HSBC shares look good worth

HSBC Holdings (LSE: HSBA) leaps out at me. Its shares have had a stellar run, up 52% over the previous 12 months and 230% over 5 years. But they nonetheless look good worth with a price-to-earnings ratio of simply over 11. That’s properly beneath the FTSE 100 common of 18.

Yesterday (28 October), it reported that Q3 pre-tax income fell 14% to $7.3bn, hit by a $1.1bn authorized cost, however grew 3% after “excluding notable items”.

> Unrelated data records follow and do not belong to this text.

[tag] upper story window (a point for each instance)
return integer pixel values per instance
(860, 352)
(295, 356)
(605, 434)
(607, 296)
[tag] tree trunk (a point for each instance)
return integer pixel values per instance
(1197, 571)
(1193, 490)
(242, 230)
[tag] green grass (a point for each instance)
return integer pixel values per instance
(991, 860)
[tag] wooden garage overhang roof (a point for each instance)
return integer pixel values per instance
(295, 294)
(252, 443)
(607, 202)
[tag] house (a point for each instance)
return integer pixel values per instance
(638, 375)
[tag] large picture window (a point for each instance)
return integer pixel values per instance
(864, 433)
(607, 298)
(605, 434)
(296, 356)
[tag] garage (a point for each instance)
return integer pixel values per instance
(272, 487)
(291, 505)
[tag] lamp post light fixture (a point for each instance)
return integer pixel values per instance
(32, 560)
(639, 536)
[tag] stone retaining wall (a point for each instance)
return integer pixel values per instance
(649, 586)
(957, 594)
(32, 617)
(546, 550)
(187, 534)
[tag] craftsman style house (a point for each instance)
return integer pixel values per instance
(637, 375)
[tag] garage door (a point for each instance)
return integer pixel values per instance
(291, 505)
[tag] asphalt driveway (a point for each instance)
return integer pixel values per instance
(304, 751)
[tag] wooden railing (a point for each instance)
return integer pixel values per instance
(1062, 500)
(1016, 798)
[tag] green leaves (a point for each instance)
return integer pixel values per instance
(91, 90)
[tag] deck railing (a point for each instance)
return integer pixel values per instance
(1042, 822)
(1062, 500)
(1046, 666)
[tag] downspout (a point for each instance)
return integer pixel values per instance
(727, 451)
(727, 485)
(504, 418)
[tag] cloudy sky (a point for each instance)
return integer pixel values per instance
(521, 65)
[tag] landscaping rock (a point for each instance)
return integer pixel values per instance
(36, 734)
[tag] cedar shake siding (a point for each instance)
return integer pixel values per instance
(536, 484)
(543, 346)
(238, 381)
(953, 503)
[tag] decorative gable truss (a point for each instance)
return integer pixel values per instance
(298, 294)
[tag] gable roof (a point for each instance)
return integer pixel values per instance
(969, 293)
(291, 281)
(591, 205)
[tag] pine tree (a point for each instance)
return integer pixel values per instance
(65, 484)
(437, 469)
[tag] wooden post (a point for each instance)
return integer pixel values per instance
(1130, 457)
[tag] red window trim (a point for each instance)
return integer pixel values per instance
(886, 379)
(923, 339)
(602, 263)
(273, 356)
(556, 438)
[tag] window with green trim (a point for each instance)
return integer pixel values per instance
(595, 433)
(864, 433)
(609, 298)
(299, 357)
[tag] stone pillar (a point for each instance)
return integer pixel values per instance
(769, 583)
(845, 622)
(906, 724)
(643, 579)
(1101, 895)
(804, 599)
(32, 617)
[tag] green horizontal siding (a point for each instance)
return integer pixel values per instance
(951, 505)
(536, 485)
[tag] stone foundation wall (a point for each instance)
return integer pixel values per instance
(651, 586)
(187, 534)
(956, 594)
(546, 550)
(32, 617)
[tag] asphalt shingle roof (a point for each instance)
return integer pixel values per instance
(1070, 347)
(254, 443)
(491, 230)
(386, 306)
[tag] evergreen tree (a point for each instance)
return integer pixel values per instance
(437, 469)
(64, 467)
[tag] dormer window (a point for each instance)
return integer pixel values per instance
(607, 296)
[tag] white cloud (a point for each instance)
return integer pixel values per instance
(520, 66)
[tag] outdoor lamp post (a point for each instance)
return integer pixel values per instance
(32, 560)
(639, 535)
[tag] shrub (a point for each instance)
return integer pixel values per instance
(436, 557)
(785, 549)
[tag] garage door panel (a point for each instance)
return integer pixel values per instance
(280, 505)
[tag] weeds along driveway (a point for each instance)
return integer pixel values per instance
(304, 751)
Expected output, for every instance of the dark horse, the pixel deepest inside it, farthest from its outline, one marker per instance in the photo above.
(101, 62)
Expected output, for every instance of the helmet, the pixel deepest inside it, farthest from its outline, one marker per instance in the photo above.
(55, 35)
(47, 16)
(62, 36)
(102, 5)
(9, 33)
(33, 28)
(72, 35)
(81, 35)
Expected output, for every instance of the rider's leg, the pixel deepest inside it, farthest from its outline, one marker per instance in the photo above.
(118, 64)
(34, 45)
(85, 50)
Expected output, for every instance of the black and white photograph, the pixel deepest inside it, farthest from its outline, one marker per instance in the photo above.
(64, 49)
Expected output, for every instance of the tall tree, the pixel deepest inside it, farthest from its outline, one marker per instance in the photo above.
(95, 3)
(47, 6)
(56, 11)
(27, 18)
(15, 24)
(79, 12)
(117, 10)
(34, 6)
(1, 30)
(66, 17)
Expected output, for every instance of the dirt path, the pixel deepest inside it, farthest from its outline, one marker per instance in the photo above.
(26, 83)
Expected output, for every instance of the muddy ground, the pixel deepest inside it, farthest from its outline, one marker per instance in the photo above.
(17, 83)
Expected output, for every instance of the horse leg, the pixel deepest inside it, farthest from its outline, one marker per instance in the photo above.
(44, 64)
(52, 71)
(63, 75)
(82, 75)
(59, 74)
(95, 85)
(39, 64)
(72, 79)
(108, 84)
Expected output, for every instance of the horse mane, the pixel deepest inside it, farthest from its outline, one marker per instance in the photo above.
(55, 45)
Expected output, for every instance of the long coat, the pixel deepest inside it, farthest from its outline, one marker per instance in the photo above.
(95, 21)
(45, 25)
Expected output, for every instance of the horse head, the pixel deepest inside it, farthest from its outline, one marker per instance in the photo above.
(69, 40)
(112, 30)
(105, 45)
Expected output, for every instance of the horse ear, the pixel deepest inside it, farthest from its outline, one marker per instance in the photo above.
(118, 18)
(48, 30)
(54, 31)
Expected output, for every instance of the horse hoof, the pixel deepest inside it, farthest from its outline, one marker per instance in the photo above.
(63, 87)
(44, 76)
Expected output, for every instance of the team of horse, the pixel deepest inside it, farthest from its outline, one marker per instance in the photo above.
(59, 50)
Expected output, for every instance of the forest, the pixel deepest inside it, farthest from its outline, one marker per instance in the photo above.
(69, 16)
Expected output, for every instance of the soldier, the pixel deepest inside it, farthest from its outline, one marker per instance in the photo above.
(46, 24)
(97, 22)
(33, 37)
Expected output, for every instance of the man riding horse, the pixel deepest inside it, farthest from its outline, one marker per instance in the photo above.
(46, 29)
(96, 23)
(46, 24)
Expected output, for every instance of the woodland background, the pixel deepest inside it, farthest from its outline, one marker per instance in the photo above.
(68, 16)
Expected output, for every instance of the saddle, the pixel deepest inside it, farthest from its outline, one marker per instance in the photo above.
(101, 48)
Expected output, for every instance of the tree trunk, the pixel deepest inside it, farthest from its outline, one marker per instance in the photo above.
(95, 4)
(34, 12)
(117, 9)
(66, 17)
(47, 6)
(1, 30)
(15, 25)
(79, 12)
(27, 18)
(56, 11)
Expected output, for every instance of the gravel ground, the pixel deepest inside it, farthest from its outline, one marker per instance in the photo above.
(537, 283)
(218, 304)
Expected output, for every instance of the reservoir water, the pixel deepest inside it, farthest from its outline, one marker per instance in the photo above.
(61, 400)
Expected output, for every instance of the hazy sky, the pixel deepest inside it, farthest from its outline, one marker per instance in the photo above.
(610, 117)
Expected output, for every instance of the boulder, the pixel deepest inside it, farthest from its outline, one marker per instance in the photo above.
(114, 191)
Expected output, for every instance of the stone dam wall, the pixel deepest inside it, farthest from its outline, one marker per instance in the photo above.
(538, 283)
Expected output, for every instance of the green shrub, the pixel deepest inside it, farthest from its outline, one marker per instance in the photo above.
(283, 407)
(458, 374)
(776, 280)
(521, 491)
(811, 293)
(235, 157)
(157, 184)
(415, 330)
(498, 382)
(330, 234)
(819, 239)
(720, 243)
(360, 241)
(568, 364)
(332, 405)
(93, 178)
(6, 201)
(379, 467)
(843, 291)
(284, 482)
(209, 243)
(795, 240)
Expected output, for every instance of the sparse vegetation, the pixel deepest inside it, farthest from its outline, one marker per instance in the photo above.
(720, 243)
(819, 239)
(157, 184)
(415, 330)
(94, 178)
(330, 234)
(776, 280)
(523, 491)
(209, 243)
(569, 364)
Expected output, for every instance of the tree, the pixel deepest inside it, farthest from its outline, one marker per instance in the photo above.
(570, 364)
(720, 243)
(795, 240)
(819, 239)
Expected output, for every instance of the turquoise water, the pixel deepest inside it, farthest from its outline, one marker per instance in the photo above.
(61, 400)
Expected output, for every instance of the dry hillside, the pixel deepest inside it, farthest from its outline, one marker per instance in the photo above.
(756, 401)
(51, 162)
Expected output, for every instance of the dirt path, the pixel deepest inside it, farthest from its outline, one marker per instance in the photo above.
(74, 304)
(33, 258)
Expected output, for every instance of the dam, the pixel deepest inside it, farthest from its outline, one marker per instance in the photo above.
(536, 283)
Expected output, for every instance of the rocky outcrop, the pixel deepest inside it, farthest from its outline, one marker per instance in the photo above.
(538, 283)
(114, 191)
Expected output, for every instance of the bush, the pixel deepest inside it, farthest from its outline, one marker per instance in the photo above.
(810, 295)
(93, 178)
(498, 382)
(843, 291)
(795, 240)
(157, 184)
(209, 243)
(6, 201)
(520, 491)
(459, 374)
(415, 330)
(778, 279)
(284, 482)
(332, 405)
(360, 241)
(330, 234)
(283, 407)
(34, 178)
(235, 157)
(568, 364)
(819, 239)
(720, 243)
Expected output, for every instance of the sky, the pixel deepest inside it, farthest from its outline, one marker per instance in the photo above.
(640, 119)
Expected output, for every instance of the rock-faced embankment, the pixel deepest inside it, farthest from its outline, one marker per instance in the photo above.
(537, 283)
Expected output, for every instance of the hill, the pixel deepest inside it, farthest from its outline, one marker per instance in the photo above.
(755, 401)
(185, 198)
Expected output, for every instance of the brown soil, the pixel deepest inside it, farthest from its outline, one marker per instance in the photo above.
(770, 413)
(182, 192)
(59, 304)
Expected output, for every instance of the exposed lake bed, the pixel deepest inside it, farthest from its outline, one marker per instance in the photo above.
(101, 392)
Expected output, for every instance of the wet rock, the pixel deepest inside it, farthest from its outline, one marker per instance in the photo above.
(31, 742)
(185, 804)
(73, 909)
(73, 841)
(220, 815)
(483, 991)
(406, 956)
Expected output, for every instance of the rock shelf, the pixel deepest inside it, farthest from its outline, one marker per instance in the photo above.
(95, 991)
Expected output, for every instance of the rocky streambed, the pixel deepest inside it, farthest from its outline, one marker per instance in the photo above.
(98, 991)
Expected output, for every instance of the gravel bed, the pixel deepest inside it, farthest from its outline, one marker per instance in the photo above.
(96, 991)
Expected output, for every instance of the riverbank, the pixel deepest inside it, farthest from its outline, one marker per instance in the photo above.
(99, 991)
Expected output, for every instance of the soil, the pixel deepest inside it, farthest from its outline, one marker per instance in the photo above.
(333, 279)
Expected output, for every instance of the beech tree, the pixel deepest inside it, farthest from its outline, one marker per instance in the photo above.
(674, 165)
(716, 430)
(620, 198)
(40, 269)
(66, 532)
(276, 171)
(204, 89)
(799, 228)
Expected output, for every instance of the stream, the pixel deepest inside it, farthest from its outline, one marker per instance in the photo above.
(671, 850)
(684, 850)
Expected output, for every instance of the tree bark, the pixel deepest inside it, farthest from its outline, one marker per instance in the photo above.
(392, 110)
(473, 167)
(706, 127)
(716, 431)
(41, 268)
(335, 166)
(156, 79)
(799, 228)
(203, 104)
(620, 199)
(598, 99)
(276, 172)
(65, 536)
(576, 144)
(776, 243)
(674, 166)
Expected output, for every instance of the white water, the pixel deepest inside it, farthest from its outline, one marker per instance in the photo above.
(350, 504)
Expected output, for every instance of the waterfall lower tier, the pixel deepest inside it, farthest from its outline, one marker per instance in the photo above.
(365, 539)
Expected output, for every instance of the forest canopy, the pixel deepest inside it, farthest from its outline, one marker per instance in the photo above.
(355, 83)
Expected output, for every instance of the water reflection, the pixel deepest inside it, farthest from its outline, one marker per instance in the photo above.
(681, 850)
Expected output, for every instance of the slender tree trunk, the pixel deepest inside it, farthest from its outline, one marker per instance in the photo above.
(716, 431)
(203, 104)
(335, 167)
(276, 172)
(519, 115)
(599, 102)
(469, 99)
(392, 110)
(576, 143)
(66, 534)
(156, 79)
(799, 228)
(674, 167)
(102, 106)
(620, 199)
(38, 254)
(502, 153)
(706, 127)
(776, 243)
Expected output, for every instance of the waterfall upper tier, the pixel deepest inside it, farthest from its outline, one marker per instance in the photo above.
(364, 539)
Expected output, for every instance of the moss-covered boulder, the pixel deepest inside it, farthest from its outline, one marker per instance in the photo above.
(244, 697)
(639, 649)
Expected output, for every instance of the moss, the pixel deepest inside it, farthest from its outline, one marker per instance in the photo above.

The financial institution’s pausing some share buybacks for 3 quarters to rebuild capital, which is a disgrace. But it nonetheless has a trailing yield of 4.8%, and that’s forecast to hit 5.2% subsequent 12 months. Given the financial institution’s China focus, HSBC could get an extra enhance if Washington and Beijing strike a commerce deal. Traders would possibly think about shopping for, offered they take a long-term view and may look previous short-term volatility.

Degree-headed investing

Traders actually need to tune out all of the noise a few potential inventory market crash. AI’s such a radical innovation, we’ve no concept what it is going to do in observe. Sure, a sell-off’s doable, however we don’t know when it is going to come, or what the affect might be.

No extra promoting for me. I’m solely shopping for now. There are simply too many FTSE 100 alternatives to disregard.